It’s October again, which means it’s almost time for Halloween! This is one of my favorite holidays, so it was a no-brainer to make a 2012 update for my pumpkin carving app for Android, aptly named Pumpkin Carver.
This year, however, I decided to try a few new things. I’m always about trying new tactics, especially since there are so many things to explore in the world of Android app development. Hopefully these new experiments will improve income from this line of apps.
I have implemented IAP, or In-App Purchasing before, but not in my own personal apps. I decided this was a great opportunity to try this out.
And of course, since I never just focus on Google Play, I implemented both the Google Play and Amazon IAP libraries. This will be a good opportunity to see how the two markets compare for in-app purchases.
In fact, the relatively small user base of these apps (and the seasonal appeal of Halloween) may not be large enough to bring in great results from in-app purchasing. It will, however, give me insight into how Amazon and Google in-app purchases work, and tell me where to focus in the future.
I considered also doing the Samsung Apps IAP as well since that market has been treating me very well. However, their library required a few extra permissions (such as SMS billing to support other payment methods) which means I would need to create a separate project to deploy the app there. I work hard to minimize the number of projects I need to create for one-off deployment targets. I’ll see if the high traffic from Samsung will justify the effort.

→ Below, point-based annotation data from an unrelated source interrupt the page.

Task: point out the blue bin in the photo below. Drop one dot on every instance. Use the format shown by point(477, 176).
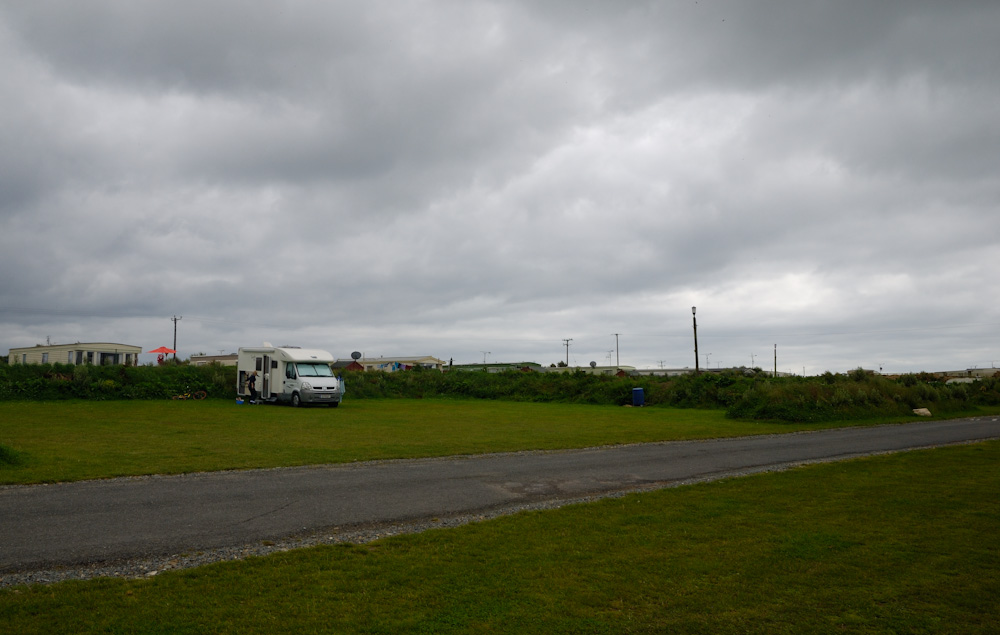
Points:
point(638, 397)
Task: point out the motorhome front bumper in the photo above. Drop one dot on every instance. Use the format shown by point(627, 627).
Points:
point(316, 395)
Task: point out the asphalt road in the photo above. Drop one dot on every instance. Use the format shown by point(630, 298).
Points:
point(47, 526)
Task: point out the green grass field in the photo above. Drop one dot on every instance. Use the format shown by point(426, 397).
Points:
point(66, 441)
point(904, 543)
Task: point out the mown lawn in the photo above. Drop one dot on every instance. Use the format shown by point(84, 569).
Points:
point(904, 543)
point(66, 441)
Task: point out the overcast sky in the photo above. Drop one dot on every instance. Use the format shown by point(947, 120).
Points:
point(484, 180)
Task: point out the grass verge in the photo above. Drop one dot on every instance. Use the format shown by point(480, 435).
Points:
point(76, 440)
point(890, 544)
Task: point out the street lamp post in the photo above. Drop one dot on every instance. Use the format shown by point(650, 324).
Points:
point(694, 321)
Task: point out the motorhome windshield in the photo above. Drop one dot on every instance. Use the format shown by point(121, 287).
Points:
point(314, 370)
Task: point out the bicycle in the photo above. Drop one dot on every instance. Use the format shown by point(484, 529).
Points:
point(197, 394)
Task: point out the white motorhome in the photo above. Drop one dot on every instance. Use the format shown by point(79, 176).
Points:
point(289, 374)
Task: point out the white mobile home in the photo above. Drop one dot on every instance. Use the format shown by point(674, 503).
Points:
point(99, 353)
point(289, 374)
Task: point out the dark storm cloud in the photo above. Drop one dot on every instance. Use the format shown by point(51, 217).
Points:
point(438, 175)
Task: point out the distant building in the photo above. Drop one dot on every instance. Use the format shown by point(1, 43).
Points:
point(98, 353)
point(620, 371)
point(393, 364)
point(497, 367)
point(205, 360)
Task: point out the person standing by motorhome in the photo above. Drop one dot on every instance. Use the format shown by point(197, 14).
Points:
point(252, 386)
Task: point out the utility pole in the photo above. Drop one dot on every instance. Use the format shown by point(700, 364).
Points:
point(176, 319)
point(694, 320)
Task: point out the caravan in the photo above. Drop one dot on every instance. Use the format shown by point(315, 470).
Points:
point(289, 374)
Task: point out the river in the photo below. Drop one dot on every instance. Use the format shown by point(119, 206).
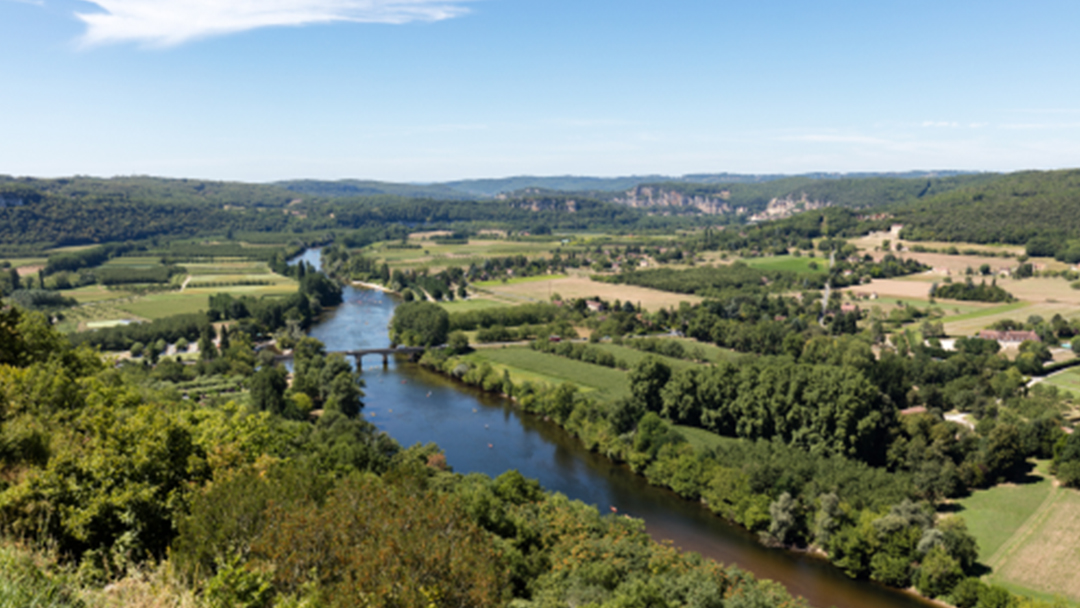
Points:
point(487, 434)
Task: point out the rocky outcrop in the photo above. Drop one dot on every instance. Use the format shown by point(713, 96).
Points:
point(779, 208)
point(652, 197)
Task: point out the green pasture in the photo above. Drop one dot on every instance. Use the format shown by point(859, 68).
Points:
point(21, 261)
point(95, 293)
point(701, 438)
point(526, 364)
point(994, 515)
point(167, 304)
point(471, 304)
point(952, 309)
point(788, 264)
point(1067, 380)
point(633, 356)
point(240, 267)
point(134, 261)
point(980, 312)
point(69, 248)
point(459, 255)
point(517, 280)
point(713, 352)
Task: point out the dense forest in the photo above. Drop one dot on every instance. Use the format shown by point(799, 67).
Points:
point(1008, 208)
point(107, 474)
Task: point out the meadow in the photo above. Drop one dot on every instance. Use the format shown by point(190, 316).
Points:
point(788, 264)
point(1028, 535)
point(235, 277)
point(1067, 380)
point(434, 255)
point(582, 286)
point(523, 363)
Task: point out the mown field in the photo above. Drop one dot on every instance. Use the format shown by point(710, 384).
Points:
point(581, 286)
point(433, 255)
point(633, 356)
point(100, 305)
point(604, 383)
point(1028, 535)
point(1067, 380)
point(790, 264)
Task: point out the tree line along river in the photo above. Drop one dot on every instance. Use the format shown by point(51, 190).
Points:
point(485, 433)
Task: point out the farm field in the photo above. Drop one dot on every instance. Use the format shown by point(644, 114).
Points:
point(471, 304)
point(995, 515)
point(520, 280)
point(25, 261)
point(788, 264)
point(633, 356)
point(585, 287)
point(434, 255)
point(1029, 536)
point(526, 364)
point(89, 294)
point(134, 261)
point(158, 306)
point(701, 438)
point(1042, 556)
point(104, 306)
point(1067, 380)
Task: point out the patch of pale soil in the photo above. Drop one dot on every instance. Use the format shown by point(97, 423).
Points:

How did I handle in-app billing for both markets? I implemented both billing solutions in the same project, and used the same techniqe as the Android Market Manager to easily build two separate APKs for Amazon and Google. Each APK will execute the appropriate billing code when the user initiates a purchase. It wouldn’t be too hard to add additional billing libraries, but the extra permissions are where things get sticky.
Going High-Definition to target newer Android tablets
I also updated the paid version of Pumpkin Carver to be high-definition.
With new content and high-resolution images for all of the pumpkins, the newly retitled Pumpkin Carver Pro HD rings in around four times as large of a download as the previous version. I was a bit hesitant to increase the app size, since many believe that larger apps get less downloads. However, even at almost 4MB this app isn’t really in the big leagues for download size. Plus, the data on decreased downloads was for free games, and we know that paid apps are perceived differently.
The HD (High-definition) angle was already in the works, but seeing the launch of the Kindle Fire HD (and the larger Kindle Fire HD 8.9″) as well as the upcoming launch of the Nook HD and the Nook HD+ has convinced me that these commercial giants have decided that 2012 is the year of High-Definition. And if consumers have an “HD” Android device, they’ll want content to match.
By the way, if you didn’t get a Nook or a Kindle Fire previously to test your apps with, now is a good time to get one – at the same prices the old ones launched for. I already have an older tablet in each line, but I should update soon because emulating the extremely high resolution of the new HD devices in the emulator will be a PAIN.
Also note that Pumpkin Carver Pro on Nook (a now-closed app store) has done better than on any of the other platforms. I would welcome a change on Google Play, but for now the free app is the stronger performer there by far. I still release both versions to most platforms, but put less attention to poorly performing platforms.
Hopefully I’ll have positive information to report here after October. Also, if you have any related experiences or suggestions, share them with us!
And if you have Halloween updates for your Android (or other mobile) apps, get them out now!